Infelizmente, apesar de toda a atenção, Dona Norma hoje está internada no hospital, com queimaduras graves nas regiões das mãos e braços. Você deve estar se perguntando "mas como isso aconteceu?".

O álcool não deixa de ser um dos combustíveis mais envolvidos em acidentes domésticos e, na última quarta-feira, Dona Norma utilizou o álcool e voltou às suas atividades de cozinha. O fogo iniciou uma chama transparente que nem foi vista e se alastrou por todo o braço e roupas. Muita dor, muita secreção e um desconforto enorme. 

A situação se torna ainda mais triste quando lembramos que em casa podemos tranquilamente lavar as mãos com água e sabão e reservar o uso do álcool para ocasiões em que não é possível o uso de água e sabão.

Após esclarecer dúvidas sobre a COVID-19, orientar sobre o uso de máscaras e falar da importância e da necessidade do isolamento social, não poderia esquecer deste protagonista mundial, o álcool gel. Embora muito disputado, este produto já foi motivo de muita polêmica em razão dos riscos e benefícios apresentados por ele. 

Durante muitos anos, o álcool que tínhamos em casa era o líquido, mas após inúmeros acidentes domésticos, estabeleceram-se teores alcoólicos mais seguros e a formulação em gel para prevenir queimaduras gravíssimas e incêndios de todas as proporções possíveis.  

Com base nesse histórico e na relevância deste produto no contexto atual, quero explicar alguns pontos importantes para que todos possam usá-lo da forma correta, sem exposição a riscos desnecessários.

Algumas vezes já escutei a fala "se o 70 é bom, o maior que esse será melhor ainda" - o pensamento de que o álcool acima de 70% poderia ser ainda mais eficiente é frequente, mas é uma ilusão. O uso do álcool gel respeita uma indicação de tipo e forma e o álcool 70% não foi escolhido ao acaso e não é pelo menos 70%, mas sim 70. 

A indicação desta graduação é devido a uma concentração que irá desfazer e prejudicar a maioria das bactérias e vírus. Algo semelhante a um encaixe, ou seja, não deve ser mais e nem menos. Os mecanismos de ação do álcool são desidratação, desnaturação e coagulação. O álcool rouba água das bactérias, fungos e vírus, causa alteração das formas e altera o fluxo de aglutinação de partículas dos agentes causadores de doenças. 

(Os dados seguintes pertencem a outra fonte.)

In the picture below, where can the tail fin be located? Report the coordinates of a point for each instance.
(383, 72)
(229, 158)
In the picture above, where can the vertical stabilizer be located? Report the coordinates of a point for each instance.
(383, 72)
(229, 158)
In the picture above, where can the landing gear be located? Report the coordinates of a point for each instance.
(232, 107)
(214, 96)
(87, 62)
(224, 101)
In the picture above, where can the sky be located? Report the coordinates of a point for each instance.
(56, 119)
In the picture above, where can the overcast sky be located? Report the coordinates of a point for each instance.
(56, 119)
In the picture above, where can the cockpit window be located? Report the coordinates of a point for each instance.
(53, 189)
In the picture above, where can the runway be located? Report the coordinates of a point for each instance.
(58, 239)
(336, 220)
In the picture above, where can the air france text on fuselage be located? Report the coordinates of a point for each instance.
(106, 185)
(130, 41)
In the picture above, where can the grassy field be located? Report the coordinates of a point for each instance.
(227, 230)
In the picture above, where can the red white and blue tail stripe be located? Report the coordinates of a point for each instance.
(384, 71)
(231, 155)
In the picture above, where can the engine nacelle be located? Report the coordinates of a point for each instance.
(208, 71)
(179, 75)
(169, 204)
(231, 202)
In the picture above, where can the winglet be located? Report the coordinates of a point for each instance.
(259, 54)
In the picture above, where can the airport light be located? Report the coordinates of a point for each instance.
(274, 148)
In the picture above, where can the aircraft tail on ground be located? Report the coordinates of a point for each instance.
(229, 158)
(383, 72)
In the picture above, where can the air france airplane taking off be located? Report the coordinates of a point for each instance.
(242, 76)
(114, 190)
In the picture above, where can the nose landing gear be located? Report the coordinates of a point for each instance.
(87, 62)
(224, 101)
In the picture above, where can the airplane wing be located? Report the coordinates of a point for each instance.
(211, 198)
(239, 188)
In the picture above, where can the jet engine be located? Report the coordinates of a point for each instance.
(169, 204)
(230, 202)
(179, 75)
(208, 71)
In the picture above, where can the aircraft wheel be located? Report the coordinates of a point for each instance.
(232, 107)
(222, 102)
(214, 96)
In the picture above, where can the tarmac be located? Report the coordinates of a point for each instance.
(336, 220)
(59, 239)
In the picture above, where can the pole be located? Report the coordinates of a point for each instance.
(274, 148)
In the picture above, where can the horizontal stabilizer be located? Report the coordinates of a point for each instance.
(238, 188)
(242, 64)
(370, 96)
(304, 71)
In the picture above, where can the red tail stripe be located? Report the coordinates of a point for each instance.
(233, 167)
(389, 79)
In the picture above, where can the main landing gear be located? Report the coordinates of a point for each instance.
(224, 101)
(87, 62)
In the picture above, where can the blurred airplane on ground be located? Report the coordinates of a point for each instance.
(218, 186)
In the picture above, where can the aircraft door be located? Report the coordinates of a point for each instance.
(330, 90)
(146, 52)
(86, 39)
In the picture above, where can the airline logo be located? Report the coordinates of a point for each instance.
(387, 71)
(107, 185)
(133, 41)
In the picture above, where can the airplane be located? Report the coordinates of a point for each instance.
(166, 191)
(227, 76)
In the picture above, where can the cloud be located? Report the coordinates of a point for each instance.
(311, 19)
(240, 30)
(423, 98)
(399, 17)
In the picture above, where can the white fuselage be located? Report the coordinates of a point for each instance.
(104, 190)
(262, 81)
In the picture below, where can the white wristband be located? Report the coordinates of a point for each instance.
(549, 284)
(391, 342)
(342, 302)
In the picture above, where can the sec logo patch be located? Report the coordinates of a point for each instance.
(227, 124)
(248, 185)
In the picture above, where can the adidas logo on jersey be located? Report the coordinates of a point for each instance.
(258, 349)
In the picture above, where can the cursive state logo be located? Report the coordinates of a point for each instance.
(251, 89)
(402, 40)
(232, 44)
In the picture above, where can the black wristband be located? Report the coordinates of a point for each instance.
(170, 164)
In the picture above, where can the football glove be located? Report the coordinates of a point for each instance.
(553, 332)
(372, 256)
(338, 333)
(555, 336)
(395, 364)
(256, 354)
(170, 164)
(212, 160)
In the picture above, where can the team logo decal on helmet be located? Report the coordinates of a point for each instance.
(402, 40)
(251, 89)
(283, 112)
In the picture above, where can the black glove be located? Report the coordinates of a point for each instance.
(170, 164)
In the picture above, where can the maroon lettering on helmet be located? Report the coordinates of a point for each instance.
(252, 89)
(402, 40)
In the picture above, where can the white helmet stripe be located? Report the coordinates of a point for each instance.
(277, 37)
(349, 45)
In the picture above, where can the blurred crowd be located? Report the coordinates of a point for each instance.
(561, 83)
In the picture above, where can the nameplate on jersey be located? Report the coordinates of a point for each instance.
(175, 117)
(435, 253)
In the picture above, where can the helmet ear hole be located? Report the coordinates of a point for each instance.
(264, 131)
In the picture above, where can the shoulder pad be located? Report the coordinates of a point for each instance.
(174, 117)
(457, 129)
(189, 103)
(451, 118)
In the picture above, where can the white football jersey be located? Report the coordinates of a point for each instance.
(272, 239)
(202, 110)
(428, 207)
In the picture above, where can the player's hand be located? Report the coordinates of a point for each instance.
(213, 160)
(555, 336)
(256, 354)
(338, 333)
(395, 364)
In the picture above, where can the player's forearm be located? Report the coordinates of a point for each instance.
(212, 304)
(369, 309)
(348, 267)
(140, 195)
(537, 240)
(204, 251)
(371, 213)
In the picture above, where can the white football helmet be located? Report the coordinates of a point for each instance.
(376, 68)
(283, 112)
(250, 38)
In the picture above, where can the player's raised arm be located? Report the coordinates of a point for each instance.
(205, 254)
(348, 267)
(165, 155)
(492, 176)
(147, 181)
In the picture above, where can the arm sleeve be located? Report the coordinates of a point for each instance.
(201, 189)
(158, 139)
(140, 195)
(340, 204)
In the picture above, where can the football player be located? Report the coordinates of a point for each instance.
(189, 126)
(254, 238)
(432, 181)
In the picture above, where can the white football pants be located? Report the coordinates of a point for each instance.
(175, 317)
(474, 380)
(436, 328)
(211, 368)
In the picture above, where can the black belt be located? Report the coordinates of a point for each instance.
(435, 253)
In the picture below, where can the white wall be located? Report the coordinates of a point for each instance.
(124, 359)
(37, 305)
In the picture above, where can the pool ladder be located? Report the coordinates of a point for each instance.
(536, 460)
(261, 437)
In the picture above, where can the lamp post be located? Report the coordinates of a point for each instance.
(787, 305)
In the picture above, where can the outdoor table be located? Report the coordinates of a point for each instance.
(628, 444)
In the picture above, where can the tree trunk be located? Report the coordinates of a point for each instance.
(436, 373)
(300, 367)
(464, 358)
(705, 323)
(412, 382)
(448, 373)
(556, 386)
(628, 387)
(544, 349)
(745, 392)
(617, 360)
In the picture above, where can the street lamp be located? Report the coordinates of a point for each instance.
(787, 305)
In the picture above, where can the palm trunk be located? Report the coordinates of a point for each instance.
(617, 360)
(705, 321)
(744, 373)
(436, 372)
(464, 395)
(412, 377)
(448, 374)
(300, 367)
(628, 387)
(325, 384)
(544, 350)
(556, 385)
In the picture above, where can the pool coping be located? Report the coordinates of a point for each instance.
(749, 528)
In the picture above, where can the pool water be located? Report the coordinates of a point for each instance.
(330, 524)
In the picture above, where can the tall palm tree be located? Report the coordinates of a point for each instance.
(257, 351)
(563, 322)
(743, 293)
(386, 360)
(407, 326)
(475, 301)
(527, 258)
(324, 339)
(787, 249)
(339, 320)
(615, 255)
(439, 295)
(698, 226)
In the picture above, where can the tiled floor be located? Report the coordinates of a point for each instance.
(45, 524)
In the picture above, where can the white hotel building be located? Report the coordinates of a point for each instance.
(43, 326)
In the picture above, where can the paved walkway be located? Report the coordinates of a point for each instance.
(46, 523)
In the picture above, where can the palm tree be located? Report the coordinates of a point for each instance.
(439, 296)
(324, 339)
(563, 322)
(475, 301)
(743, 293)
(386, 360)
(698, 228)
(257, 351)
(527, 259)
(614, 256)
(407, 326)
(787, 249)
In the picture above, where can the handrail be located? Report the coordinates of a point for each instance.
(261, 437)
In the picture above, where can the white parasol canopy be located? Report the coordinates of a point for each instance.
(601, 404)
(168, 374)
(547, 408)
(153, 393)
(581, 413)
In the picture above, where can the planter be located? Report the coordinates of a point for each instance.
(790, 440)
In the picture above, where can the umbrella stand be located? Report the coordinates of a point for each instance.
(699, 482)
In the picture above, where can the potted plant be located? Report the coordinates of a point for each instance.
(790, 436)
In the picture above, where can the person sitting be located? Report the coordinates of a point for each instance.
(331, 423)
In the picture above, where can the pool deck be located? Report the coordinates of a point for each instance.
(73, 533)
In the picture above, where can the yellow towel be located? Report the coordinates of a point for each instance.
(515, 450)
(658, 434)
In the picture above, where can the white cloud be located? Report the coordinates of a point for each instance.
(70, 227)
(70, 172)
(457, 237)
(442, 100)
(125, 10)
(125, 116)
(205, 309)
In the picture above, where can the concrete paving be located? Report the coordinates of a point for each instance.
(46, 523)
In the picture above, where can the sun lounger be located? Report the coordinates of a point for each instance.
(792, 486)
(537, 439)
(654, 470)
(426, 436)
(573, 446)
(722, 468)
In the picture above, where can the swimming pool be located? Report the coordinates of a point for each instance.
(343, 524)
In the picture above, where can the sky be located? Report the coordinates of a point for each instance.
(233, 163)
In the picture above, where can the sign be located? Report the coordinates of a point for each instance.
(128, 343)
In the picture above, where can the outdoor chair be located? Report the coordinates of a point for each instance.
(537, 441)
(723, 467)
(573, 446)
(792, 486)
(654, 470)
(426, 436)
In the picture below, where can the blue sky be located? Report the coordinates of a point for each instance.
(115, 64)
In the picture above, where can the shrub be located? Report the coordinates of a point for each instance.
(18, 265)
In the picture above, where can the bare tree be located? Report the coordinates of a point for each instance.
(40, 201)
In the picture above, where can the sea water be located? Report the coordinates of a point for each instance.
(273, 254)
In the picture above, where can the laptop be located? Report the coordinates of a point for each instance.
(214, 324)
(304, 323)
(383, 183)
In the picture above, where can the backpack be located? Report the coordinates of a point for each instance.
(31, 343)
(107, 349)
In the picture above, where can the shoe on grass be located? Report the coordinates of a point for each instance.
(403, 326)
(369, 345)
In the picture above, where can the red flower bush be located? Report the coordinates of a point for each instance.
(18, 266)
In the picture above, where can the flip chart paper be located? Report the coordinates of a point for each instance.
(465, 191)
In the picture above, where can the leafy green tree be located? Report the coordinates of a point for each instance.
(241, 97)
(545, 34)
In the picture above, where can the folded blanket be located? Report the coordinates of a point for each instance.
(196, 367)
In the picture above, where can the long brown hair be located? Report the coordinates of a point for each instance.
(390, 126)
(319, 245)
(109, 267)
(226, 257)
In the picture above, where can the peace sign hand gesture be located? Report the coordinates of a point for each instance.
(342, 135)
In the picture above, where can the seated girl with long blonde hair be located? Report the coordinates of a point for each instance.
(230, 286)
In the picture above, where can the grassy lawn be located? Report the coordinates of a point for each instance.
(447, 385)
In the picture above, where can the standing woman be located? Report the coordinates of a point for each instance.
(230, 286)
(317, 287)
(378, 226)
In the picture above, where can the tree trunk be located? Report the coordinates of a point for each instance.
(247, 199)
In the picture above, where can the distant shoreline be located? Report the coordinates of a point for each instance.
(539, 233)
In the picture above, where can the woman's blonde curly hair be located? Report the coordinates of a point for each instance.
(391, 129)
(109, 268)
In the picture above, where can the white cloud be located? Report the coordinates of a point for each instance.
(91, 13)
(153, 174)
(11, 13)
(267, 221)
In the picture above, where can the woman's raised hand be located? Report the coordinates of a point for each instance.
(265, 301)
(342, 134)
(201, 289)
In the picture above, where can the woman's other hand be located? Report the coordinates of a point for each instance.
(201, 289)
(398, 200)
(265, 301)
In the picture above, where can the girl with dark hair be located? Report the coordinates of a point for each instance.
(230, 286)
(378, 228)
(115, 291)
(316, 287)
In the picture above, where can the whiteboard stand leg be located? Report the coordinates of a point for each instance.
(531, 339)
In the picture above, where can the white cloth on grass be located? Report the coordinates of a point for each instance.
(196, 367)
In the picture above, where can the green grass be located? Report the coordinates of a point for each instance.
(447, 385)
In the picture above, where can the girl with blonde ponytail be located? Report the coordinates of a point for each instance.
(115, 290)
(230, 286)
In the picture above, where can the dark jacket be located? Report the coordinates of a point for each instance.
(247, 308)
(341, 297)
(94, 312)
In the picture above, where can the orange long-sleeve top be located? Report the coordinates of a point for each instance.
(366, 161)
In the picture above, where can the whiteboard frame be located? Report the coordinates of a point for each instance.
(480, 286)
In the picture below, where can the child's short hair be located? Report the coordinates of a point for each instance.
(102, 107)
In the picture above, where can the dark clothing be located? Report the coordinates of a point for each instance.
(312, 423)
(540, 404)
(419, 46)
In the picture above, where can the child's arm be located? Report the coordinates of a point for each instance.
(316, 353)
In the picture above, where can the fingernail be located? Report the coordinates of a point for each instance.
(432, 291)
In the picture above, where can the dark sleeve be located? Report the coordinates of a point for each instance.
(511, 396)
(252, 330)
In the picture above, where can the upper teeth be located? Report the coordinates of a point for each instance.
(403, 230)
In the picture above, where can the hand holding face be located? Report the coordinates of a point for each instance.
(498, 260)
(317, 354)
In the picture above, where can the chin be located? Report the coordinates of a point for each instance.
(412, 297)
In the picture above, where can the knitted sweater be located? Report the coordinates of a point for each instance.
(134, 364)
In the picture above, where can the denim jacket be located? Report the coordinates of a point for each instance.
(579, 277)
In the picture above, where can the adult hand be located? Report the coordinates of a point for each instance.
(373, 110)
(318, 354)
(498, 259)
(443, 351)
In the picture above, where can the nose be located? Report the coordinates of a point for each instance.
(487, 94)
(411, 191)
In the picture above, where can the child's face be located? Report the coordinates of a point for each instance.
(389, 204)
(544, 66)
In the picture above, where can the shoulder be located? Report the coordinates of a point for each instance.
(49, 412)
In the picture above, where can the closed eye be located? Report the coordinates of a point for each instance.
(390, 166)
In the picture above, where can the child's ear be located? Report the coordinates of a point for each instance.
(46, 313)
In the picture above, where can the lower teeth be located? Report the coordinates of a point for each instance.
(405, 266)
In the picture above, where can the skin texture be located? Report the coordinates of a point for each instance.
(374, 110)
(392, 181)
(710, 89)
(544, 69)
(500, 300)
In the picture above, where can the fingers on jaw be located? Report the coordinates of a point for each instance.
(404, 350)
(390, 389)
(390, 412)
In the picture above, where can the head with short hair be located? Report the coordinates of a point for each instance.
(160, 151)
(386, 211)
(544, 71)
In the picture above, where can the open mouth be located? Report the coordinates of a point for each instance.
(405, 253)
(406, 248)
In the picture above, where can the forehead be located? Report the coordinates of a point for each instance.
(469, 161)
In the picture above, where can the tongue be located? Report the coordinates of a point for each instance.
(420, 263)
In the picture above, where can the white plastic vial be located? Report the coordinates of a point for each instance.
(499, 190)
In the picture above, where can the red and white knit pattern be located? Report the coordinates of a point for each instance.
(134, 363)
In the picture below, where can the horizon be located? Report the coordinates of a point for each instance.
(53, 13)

A concentração, graduação ou teor de álcool, nada mais é que a quantidade de álcool em uma porção de água. Descobriu-se que o álcool precisa de água para entrar na célula e fazer seu trabalho, e que acima de 70% o álcool evapora antes de realizar sua atividade agressiva e protetora.

A forma em gel é mais adequada e segura por não se espalhar tanto como o álcool líquido e também por evaporar menos. Além disso, ele causa menos irritação à pele, graças à função hidratante em sua composição. 

Utilizar o álcool de posto de gasolina como fonte para produção de álcool 70% é uma ação péssima, pois o álcool de posto possui outros componentes tóxicos e agressivos ao ser humano e não deve ser adotado, assim como álcool "puríssimo", acima de 70% também não.

O álcool gel pode se tornar o ouro de tolo. Todos os itens de precaução e proteção possuem uma indicação de composição e de forma de utilização, essas determinações são consolidadas através de estudos para concluir se o que achamos é realmente verdade. Portanto, ajam com cuidado e conhecimento para que a intenção de proteção não se torne uma tragédia como a de Dona Norma.

*nome modificado para preservar a identidade da paciente.